— Je vous demande pardon, fit l'agent du FBI d'un air ahuri.

— Oui. Il aurait vu des vampires là-bas, répéta-t-elle avec un léger sourire. Mais très vite, il a cessé de me parler de ça, reprit-elle d'un air moqueur. Il disparaissait des jours entiers parfois, sans dire où il allait. Très rapidement, il a été placé sous surveillance, dans un hôpital militaire de la région. Les médecins ont dit qu'il n'avait pas beaucoup de chance de redevenir comme avant. C'est là que nous avons décidé du divorce. C'était mieux pour tout le monde, disait-il.

— Il était consentant ?

— Tout à fait, répondit l'ex-épouse avec un regard vide trahissant une certaine mélancolie. C'est même lui qui l'a proposé. Malgré ce problème de SGG, il était tout à fait capable de raisonner. Il semblait bien là-bas. Du moins, c'est ce que ses lettres me disaient.

— Vous n'êtes jamais allée le voir dans cet hôpital ?

— Non. Je ne pourrais même pas vous dire le nom de l'établissement, d'ailleurs. Il m'a demandé de l'oublier et de refaire ma vie. Il disait que, même si un jour il pouvait sortir de sa prison, comme il l'appelait, il ne serait plus jamais un bon père, ni un bon mari. En 93, le divorce a été prononcé.

Madame Siegel termina son verre d'une traite et allait se resservir, mais se ravisa. Sûrement pensait-elle avoir assez bu pour le moment. Ses mains tremblaient légèrement et elle fit quelques pas pour se détendre. Après quelques instants, Rebecca décida qu'il était temps de reprendre la conversation.

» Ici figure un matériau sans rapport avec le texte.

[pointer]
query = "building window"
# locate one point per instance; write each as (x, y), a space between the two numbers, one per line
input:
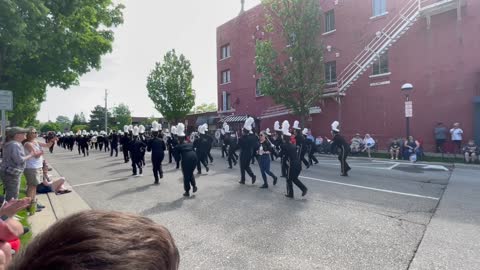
(329, 21)
(381, 65)
(226, 76)
(379, 7)
(226, 101)
(331, 72)
(258, 91)
(225, 51)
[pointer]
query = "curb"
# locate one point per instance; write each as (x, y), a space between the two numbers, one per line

— Vous l'avez revu depuis ?

— Je ne savais même pas qu'il était sorti de l'hôpital, dit-elle en retournant sur le fauteuil. J'ai appris sa mort par la visite d'un de vos collègues de la police. Voilà deux ans, depuis le divorce en fait, qu'il ne répond plus à mes lettres. Je pense qu'ils n'auraient pas dû le relâcher si tôt. Avec ses rêves et ses soucis permanents, c'est presque normal qu'il se soit suicidé...

— Vous venez de prononcer le mot juste : C'est PRESQUE normal, reprit Rebecca, songeuse.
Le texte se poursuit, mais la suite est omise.